TAPACHULA, Mexico (Reuters) – Thousands of migrants from southern Mexico have accepted a government offer to leave a caravan bound for the U.S. in exchange for a Mexican visa, officials said Tuesday night.

The caravan is one of two large groups of migrants, many from Central America and the Caribbean, with families including children on foot on a long northern trip to the northern U.S. border from the southern city of Tapachula in recent weeks.

The caravan of migrants leaving Tapachula last week approved the government’s proposal to “start a process that will allow them to regularize the legal situation,” according to a joint statement from the Interior Ministry and the National Migration Institute.

On Tuesday, the group advanced to the town of Mapastepec in southern Chiapas, led by caravan organizer Luis Garcia Villagran of the Pueblo Sin Fronteras group.

Garcia told Reuters that most of the migrant caravans had accepted the offer and officials would eventually take them out of Chiapas by bus, spread across 10 states.

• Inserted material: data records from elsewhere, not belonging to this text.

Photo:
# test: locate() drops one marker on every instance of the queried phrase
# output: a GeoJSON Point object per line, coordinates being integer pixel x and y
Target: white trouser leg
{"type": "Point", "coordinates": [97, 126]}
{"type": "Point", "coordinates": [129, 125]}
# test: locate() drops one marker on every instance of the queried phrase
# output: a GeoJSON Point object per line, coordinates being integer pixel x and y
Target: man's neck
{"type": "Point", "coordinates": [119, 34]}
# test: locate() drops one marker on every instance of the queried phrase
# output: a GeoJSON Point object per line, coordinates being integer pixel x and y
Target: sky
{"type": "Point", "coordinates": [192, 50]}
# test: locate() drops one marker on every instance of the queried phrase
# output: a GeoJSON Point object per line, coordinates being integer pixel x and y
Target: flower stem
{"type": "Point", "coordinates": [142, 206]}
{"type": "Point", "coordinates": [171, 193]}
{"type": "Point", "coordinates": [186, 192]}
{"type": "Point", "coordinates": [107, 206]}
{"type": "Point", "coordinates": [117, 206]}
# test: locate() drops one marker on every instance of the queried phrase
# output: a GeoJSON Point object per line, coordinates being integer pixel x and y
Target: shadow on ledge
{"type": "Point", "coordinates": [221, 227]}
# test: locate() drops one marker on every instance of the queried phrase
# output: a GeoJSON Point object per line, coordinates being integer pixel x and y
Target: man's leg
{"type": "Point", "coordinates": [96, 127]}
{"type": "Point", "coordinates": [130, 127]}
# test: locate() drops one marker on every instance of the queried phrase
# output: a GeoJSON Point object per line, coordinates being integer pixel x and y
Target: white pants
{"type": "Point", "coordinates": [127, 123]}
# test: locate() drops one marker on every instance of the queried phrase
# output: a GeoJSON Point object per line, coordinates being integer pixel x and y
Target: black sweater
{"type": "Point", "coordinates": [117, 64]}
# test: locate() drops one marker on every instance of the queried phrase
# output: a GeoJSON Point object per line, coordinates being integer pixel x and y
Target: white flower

The government statement, however, listed nine states.

In exchange for the agreement, organizers agreed not to collect any more caravans in the future, a Mexican migration official later said on condition of anonymity.

Caravan organizer Garcia denied that the deal had been made, and the statement made no mention of it.

Migrants have repeatedly expressed skepticism about receiving documentation that regularizes them in Mexico, and organizers have said another caravan is about to leave Tapachula, a major migrant gathering near the Guatemalan border.

Earlier, Garcia said the decision to offer transportation and visas to migrants was a positive one, after Tapachula became a “prison” for migrants who were waiting for procedures to allow them to pass through the country.

A Mexican migration official said a group of migrants from Haiti and Honduras were taken to the state of Guanajuato on Tuesday about 1,000 kilometers (620 miles).